I haven’t been very focused. I love what I’m doing in uni, I just keep forgetting that fact. I need to remember that these are the things I want to do. Things I actually need to focus on. I don’t think being a jack-of-all-trades matters if I’m not a good one. (Could’ve been a better one.)
To speak of more tangible things, i.e. my results, I don’t think I failed my exams. At least, I hope not. I am still scared, though. More scared than I ever have been. I’ll end that thought there. Need to think of happier things. Like going home.
Completely stalled. Except for this blog. The funny thing is that I like this blog more than I thought I would.
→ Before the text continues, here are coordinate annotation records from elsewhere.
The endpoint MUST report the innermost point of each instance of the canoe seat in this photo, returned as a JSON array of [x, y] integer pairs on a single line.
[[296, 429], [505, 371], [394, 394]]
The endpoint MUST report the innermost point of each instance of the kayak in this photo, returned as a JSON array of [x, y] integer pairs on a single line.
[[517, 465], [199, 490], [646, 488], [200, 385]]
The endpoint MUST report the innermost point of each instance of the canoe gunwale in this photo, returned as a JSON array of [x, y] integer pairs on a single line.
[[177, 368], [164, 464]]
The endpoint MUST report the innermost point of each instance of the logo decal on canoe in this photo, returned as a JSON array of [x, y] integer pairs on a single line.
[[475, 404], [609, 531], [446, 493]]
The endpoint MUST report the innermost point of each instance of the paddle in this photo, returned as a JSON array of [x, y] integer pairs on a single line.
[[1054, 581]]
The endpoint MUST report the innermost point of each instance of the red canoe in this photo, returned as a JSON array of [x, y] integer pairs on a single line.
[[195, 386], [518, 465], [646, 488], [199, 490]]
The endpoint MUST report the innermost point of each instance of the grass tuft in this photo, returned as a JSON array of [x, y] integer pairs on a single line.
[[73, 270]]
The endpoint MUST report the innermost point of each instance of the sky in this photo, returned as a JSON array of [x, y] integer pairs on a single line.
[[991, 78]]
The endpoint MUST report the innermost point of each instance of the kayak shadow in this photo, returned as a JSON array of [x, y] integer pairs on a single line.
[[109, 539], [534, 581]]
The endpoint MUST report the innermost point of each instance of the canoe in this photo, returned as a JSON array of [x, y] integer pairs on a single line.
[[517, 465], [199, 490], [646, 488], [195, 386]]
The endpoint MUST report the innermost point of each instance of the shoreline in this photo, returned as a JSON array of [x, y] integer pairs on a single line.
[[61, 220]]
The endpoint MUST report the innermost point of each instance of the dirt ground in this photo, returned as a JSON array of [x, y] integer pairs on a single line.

I mean, I try to write in a way that makes it easy for me to figure out what I was thinking. And I like reading back. I’ve also said this before so…moving on.
I tried loads of new things. Discovered I didn’t particularly like half of them. Perhaps less of my time should be allocated to the attempt of new things when I have barely moved in the endeavours most important to me (see above).
I have discovered quite a bit about myself. I used to think I was more of an oak when it came to problems. Facing things head on and risking being blown away and all that. This idea was rubbing away in the past years. It was completely demolished this semester.
I run. And I run fast. In other words, I play the game that takes the least energy to play. I have to decide if this is a good thing. I mean, it would be bad if I did it for everything but I don’t. It’s only with people that I run. I am terribly good at it, though.
Random thought of the day: I can’t swallow some people’s philosophy on money. I thought of this as I bought presents for my family (one of those things I just like to do) and was trying to decide if chocolate waffle balls were worth it. When some people say that money is worth the experience, I would agree with them…to an extent. The thing is, I don’t think it’s fair of them to judge what should be considered a worthwhile experience.
You know what I think a worthwhile experience is? Sitting in a new library. Yep. I’m a daredevil.
Also, calling someone cheap is almost always derogatory. The sort of thing you would have to persuade someone out of. Calling someone out on spending too much money, on the other hand, is marked with a tinge of jealousy. I’m not sure that’s entirely fair. Because you know what a new experience could be? Poverty. Living hand-to-mouth. And it’s entirely free!
Perhaps I’m being unkind here (unless my sarcasm escaped unnoticed). Still, it must be terribly hard on them to consider that life could maybe, possibly be hard.
“Why be negative? Money was meant to be spent.”
And on a rainy day such as this, I think of ants and grasshoppers.
I suppose I’m the one at the disadvantage here because they don’t live with the worry that there might, one day, not be enough. Maybe they’ve never had the thought nagging at the back of their minds as they grew up. So, I guess, that would be 2 counts against the cheap – putting up with un-understanding spendthrifts and depriving ourselves. (I honestly think I could count the former as more difficult.)
I could also add a disclaimer here that I do spend money, I do count myself lucky to be considered privileged, etc., but that’s all trite and meaningless in the end. Where people stand in cement is where they usually stand for life. Plus, it’s not a terribly mind-blowing thought to put in words; I’m not planning on changing the world with this piece. (I very rarely plan on changing the world.) I’m just going off on one of my “empathy” tangents. The whole I-wouldn’t-mind-if-you-sat-in-my-head-and-watched-it-whir-for-a-day because I like understanding and I like the idea that understanding people makes things much more livable.
Either way, I have worked and saved for the presents to take home. Literally half my suitcase is packed with things for my family. That’s exciting.
I’m going home!
P.S. Ignore errors for now. I forgot I was supposed to be packing as I fell down the rabbit hole known as the Internet.